The Archive of Children’s Drawings, Stiftung Pestalozzianum, Zurich and Its Japanese Drawings

Dr. Anna Lehninger, UZH

Prof. Dr. Hans Bjarne Thomsen, UZH

23. April 2013, 17:30-19:00, Room KOL-E-21 Main Building, University of Zurich, Rämistrasse 71, Zürich

Lectures will be held in English Abstract The Archive of Children’s Drawings is part of the collections of the Stiftung Pestalozzianum and contains about 50'000 drawings by children and young adults from the 20th century. The talk by Dr Lehninger gives insight into the unique Swiss and international collections that were brought to Zurich from 1932 onwards, coming mostly from school exhibitions and international drawing competitions. Professor Thomsen will then introduce a special collection within the Archive of Children's Drawings, which features over 600 drawings from Japan. The works are carefully documented and point to an extensive network of progressive art teachers and schools across Japan that in turn drew their inspiration from forward-thinking educators, such as Johann Heinrich Pestalozzi. Biographies Anna Lehninger studied History of Art at the University of Vienna from 1997 to 2003, and between 2004 and 2006 she curated several exhibitions on Ida Maly. From 2004 to 2009, she wrote her doctoral dissertation at the University of Bern on Embroidered Autobiographies of Women in Psychiatric Asylums in the 19th and 20th Century.

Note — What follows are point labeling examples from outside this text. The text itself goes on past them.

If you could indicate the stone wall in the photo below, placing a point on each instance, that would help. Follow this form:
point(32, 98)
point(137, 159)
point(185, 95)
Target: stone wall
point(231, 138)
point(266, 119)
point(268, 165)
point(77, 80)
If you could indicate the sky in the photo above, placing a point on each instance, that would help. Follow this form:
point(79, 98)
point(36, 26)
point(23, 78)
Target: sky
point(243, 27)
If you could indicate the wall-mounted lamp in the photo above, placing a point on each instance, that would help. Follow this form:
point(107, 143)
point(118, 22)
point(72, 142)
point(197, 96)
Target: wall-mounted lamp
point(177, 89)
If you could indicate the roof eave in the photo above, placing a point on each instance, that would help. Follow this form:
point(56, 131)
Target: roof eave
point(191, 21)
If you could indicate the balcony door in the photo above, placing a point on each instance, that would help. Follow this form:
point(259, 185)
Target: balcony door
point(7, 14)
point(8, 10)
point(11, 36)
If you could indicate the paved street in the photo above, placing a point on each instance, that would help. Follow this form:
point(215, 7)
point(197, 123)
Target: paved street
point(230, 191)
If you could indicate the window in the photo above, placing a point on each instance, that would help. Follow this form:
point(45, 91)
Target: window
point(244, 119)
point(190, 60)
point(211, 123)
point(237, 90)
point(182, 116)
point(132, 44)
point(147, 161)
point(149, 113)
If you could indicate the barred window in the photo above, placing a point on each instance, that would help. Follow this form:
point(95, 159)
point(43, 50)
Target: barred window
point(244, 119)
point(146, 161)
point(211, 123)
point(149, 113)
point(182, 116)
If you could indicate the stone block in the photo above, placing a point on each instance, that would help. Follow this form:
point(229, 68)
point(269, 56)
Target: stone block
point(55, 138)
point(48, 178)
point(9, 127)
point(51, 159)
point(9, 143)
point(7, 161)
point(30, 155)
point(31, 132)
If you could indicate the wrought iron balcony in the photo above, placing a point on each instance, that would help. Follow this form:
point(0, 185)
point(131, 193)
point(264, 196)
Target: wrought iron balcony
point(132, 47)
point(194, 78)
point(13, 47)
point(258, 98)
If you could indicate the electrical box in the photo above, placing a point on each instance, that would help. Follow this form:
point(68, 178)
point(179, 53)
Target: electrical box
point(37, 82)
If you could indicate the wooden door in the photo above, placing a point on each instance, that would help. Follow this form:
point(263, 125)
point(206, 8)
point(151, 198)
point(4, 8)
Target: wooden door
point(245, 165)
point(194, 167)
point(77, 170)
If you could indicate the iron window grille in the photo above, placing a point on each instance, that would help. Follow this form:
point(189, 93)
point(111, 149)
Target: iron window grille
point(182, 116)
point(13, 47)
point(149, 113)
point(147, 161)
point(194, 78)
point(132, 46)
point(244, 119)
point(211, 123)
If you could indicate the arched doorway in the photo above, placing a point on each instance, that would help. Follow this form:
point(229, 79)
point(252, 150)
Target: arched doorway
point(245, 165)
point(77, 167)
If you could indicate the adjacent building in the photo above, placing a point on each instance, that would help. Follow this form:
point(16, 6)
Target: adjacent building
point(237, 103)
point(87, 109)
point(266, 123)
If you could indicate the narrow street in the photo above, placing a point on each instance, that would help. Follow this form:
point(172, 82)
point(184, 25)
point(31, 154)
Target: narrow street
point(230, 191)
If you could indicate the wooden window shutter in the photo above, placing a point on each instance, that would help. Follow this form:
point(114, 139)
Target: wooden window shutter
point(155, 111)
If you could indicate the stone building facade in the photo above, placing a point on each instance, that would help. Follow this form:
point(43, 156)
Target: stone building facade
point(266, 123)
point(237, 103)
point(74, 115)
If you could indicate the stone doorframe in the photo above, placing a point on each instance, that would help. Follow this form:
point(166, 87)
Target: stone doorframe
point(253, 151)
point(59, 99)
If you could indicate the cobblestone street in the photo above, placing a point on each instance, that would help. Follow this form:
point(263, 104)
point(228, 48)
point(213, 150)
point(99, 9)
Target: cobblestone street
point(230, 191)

Since 2012 she has been a post-graduate fellow at the Institute for Popular Culture Studies at the University of Zürich on the topic of Commercial Drawing Competitions for Children in Switzerland between 1935 and 1985. Hans Bjarne Thomsen is the chair of the Section for East Asian Art at the University of Zürich and teaches and researches the art histories of East Asia. His section is presently engaged in the archival and documentary research of Swiss collections of East Asian art and culture, of which the Stiftung Pestalozzianum collection is an example. Above Image: Processions of Lanterns (c. 1931). Response by a Swiss child to the question: "What

do you associate with the word 'Japan'?"